Il n’y a bientôt plus de verres. Les invités se font désormais servir de la bière dans des bouteilles vides d’eau minérale ramassées çà et là, puis taillées à la lame pour être utilisées comme des gobelets.
Juste à côté, la place prévue pour la fête commence à se remplir. En attendant l’arrivée de leur hôte pour l’ouverture solennelle des festivités, les militants du RDPC (reconnaissables à leur pagne) se regroupent par affinités, alors que d’autres reprennent en chœur « Paul Biya, Paul Biya, notre président…», une ode au président Biya, leader de leur parti politique.
Le Délégué arrive
Quelque temps après, le délégué du gouvernement fait son apparition. Il est escorté par des agents de la police municipale. Au passage, il récolte ovations et révérences. Certains essaient même de se rapprocher de lui mais, malheureusement, sont violemment repoussés. Le maître des lieux installé, un cérémoniel ponctué d’un discours de remerciements puis d’une prière solennelle qui aboutira à l’ouverture des deux buffets : l’un, plus faste, est réservé aux VIP recrutés dans la famille du délégué, parmi les cadres de sa chapelle politique dont le maire de Yaoundé 7 et sa suite. L’autre, une grande table où sont posés des plats à emporter, des cartons de vin rouge, des palettes de jus, est destiné à la foule qui commence à perdre patience.

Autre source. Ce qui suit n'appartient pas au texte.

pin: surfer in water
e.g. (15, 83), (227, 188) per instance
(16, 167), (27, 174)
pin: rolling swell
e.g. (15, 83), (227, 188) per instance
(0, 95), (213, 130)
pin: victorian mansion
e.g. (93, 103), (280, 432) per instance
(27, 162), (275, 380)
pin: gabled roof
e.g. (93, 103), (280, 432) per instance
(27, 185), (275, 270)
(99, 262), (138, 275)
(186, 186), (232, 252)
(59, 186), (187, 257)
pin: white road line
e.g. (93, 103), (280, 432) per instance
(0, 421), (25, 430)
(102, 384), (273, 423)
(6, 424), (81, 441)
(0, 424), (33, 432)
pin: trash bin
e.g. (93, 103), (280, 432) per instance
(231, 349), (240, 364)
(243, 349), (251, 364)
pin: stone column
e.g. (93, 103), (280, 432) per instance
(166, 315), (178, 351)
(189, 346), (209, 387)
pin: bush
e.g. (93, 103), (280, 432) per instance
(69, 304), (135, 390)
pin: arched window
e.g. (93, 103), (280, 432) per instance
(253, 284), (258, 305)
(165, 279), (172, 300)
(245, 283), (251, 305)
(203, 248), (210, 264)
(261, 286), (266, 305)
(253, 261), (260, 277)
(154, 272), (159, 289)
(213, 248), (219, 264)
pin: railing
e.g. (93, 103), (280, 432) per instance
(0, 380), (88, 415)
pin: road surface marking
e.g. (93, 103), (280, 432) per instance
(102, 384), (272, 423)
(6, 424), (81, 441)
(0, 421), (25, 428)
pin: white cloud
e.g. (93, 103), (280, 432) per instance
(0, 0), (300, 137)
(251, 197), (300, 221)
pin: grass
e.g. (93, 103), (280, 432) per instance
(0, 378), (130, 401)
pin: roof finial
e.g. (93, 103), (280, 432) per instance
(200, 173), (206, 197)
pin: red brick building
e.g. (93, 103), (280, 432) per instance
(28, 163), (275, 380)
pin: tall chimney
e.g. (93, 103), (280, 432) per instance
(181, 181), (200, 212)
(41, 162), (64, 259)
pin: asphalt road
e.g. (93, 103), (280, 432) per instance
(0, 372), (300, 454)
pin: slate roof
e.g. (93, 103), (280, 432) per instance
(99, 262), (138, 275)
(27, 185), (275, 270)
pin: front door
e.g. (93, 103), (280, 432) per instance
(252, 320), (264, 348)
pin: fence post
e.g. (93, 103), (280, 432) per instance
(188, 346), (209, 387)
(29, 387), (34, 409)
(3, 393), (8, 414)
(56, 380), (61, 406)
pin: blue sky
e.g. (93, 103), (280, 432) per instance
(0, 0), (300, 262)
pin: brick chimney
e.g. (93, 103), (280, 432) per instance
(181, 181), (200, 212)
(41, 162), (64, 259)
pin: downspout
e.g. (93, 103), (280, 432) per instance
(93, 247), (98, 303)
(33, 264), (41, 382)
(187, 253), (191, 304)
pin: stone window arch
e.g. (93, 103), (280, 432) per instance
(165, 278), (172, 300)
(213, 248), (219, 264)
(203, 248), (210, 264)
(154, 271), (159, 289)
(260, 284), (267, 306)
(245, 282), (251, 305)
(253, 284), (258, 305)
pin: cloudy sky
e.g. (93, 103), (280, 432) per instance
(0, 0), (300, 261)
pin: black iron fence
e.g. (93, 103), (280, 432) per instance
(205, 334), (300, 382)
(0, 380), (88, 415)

En même temps que les VIP, la foule va être dirigée vers le buffet aménagé pour elle. Ils doivent s’aligner pour recevoir leurs packs alimentaires. Ces packs sont composés d’une portion de deux cents grammes de riz cuit, partiellement couverts par de la sauce tomate, avec un morceau de poisson frit.

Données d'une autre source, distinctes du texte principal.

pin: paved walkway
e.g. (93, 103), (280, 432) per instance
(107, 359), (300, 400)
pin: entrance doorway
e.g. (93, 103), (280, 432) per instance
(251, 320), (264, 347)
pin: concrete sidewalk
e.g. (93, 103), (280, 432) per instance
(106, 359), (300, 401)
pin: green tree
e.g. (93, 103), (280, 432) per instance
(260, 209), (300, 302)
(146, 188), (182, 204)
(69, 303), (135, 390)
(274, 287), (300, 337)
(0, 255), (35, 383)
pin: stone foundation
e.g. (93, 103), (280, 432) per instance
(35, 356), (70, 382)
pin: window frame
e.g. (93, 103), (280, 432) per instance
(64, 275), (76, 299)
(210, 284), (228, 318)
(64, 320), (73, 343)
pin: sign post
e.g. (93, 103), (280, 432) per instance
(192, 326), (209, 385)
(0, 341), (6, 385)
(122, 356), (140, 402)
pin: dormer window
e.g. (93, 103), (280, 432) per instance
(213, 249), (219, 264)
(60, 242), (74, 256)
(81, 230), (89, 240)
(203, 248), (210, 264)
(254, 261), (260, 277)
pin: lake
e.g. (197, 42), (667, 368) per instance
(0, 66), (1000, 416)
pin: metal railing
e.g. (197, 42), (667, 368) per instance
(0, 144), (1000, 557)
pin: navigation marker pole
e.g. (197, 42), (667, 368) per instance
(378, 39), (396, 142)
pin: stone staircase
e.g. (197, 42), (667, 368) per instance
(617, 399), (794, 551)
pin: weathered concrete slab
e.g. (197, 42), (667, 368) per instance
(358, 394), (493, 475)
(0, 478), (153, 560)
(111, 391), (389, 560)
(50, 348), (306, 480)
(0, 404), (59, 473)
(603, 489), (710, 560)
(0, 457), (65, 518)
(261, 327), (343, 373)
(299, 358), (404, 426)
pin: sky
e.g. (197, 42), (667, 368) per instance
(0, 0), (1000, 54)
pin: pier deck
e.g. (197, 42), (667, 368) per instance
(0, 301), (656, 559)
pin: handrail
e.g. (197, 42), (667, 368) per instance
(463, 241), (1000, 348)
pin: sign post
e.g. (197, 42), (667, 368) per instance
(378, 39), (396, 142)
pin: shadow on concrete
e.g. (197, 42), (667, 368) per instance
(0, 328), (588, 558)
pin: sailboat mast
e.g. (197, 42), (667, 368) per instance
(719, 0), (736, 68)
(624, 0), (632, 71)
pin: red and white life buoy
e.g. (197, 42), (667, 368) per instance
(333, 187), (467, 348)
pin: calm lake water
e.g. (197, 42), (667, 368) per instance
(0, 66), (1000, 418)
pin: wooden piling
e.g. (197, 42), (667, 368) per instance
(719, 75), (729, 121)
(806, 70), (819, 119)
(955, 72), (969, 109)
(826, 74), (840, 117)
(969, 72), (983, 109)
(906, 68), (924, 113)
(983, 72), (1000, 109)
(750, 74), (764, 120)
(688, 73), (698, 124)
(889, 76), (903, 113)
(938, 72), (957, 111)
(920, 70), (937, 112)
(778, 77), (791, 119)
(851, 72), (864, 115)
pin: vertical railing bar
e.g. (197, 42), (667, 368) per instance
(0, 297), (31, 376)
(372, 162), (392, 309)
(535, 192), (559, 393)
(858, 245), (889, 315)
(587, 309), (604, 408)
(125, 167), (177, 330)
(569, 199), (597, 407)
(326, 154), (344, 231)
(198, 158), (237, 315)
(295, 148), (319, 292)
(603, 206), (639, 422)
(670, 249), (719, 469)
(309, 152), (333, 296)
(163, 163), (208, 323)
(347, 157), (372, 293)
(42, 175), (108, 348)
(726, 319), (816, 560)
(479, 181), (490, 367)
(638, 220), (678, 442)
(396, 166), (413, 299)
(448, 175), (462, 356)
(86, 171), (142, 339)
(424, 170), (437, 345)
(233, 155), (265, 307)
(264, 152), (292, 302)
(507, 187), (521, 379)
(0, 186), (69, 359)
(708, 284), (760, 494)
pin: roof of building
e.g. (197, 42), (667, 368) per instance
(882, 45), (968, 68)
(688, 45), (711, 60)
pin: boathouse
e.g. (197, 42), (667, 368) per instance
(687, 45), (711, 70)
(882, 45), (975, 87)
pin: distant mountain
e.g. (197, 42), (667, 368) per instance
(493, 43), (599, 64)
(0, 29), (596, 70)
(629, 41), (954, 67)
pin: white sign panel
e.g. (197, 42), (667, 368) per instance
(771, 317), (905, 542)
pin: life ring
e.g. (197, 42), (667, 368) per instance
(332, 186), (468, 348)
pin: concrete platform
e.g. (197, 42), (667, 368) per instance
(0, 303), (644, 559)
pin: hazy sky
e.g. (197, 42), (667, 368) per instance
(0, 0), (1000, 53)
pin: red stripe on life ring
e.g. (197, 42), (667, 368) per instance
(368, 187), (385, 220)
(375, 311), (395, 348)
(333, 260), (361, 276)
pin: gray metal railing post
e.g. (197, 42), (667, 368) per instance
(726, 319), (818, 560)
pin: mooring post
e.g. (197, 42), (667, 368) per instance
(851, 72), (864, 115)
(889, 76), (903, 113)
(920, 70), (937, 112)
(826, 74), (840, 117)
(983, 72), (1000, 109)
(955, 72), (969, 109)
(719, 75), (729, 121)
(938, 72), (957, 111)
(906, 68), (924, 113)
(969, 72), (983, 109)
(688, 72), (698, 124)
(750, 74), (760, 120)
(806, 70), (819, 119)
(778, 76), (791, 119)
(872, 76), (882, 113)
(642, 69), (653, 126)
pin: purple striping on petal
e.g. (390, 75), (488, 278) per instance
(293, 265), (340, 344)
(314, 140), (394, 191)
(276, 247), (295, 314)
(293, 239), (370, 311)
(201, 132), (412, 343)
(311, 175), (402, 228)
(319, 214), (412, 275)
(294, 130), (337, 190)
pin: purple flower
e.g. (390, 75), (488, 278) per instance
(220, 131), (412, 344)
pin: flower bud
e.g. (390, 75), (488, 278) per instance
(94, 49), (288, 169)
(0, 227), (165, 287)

« Donc c’est pour le riz et le poisson que je suis venu ici », murmure furieux un militant de l’UNDP qui piétine son plat ainsi que son contenu. A côté, un jeune homme, la vingtaine, beaucoup moins exigeant, se délecte déjà en découvrant la nourriture dans sa gamelle. « Merci Pa’a Tsimi ! Que Dieu te donne encore », dit-il fièrement.

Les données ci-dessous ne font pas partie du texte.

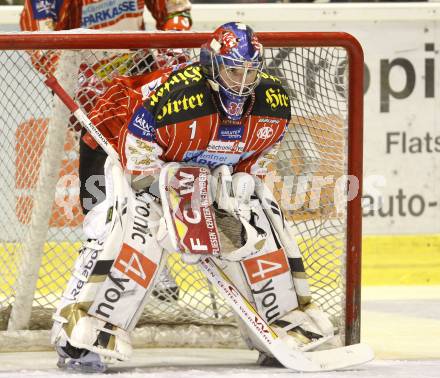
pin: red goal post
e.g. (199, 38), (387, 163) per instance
(0, 31), (363, 352)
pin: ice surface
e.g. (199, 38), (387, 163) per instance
(0, 286), (440, 378)
(0, 349), (440, 378)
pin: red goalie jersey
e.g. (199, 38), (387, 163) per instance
(84, 64), (290, 175)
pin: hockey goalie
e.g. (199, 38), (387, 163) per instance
(52, 22), (358, 372)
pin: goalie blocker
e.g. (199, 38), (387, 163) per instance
(159, 163), (333, 356)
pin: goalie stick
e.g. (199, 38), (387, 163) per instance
(45, 76), (374, 372)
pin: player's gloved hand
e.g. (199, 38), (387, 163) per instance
(162, 14), (192, 31)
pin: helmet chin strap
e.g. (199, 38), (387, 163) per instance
(218, 88), (249, 121)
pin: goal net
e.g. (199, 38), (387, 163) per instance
(0, 32), (363, 350)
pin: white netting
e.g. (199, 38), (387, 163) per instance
(0, 33), (358, 352)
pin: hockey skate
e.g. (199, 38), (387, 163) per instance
(55, 342), (107, 374)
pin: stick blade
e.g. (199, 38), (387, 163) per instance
(305, 344), (374, 371)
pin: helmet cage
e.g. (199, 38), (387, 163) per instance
(211, 52), (263, 96)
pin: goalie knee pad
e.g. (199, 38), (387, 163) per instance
(218, 174), (333, 351)
(51, 240), (131, 361)
(52, 161), (169, 360)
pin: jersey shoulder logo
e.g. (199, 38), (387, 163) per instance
(144, 65), (216, 127)
(252, 72), (291, 119)
(128, 106), (154, 141)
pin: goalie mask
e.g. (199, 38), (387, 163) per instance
(200, 22), (263, 120)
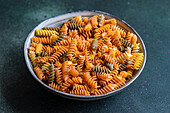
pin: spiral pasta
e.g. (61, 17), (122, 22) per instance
(42, 27), (60, 32)
(34, 67), (44, 80)
(35, 29), (58, 37)
(27, 15), (144, 96)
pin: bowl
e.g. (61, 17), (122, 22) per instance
(24, 11), (146, 101)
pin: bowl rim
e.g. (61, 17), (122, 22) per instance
(24, 10), (147, 99)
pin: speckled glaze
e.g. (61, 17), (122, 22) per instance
(24, 11), (146, 101)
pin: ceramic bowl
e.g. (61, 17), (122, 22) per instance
(24, 11), (146, 101)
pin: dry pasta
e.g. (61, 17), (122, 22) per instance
(28, 15), (144, 96)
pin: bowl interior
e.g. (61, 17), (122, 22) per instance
(24, 11), (146, 100)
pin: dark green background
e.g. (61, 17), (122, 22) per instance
(0, 0), (170, 113)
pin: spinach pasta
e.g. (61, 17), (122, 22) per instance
(27, 15), (144, 96)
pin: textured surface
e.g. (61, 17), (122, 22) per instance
(0, 0), (170, 113)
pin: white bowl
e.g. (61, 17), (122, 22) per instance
(24, 11), (146, 101)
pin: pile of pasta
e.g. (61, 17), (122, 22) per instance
(28, 15), (144, 95)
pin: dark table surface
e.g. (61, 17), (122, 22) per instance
(0, 0), (170, 113)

Des images se succèdent, comme celle de ces deux vieilles dames se disputant pour un repas que l’une vient de saisir à la volée en bousculant l’autre. Impossible d’arbitrer. Chacune d’elles clame furieusement son droit à quiconque essaie de juger la situation. Elles ne sont pas les seules enragées ! Lucas, un trentenaire revêtant la combinaison de travail de la société Hysacam, revendique son droit à un repas et fait savoir aux hôtesses que ce repas n’est pas une affaire pour Rdpcistes (petit nom donné par la presse aux militants du RDPC) mais plutôt pour tous les citoyens de la ville de Yaoundé. Il sera entendu et servi.
L’homme n’est rien sans le « farotage »
Retour au coin où la bière à pression est distribuée. C’est d’ailleurs la principale attraction. Dans un mouvement brusque, un jeune conducteur de moto, vient de réussir à détourner la vigilance des serveurs. Il a trempé son verre dans un récipient de bière pour se servir alors que les autres sont en rang. Plusieurs vont faire comme lui. La foule deviendra impossible à encadrer. Heureusement pour les serveurs croulant sous le poids des menaces, c’étaient les derniers litres de bière.
De l’autre côté, sous les tentes, Gilbert Tsimi Evouna partage des enveloppes contenant des billets de banque en prime aux artistes venus prester. Un policier remarqué pour ses pas de danse inattendus recevra lui aussi les attentions de Tsimi Evouna qui lui offrira une liasse de billets.
Vers 15h45 le délégué va se retirer. Il est convié au palais de l’Unité pour une réception offerte par le couple présidentiel. Quelques minutes après lui, la foule va se disperser. Des insatisfaits ne manquent jamais. Illustration « Cette année, il n’y a rien eu » diront certains. Cependant, d’autres iront chez eux ragaillardis. Ils se vantent d’avoir pu emballer quelques cartons de vin ainsi que des denrées pour leurs proches restés à la maison. La fête prend fin. Sur le point de prendre le taxi, un vieillard ivre devenu subitement philosophe s’adresse à ses paires du RDPC qui l’accompagnent en langue ewondo. « Tsimi se moque de nous ! Nous avons des problèmes qu’on ne peut pas résoudre avec du riz pour poulets et du poisson pourri », s’indigne-t-il.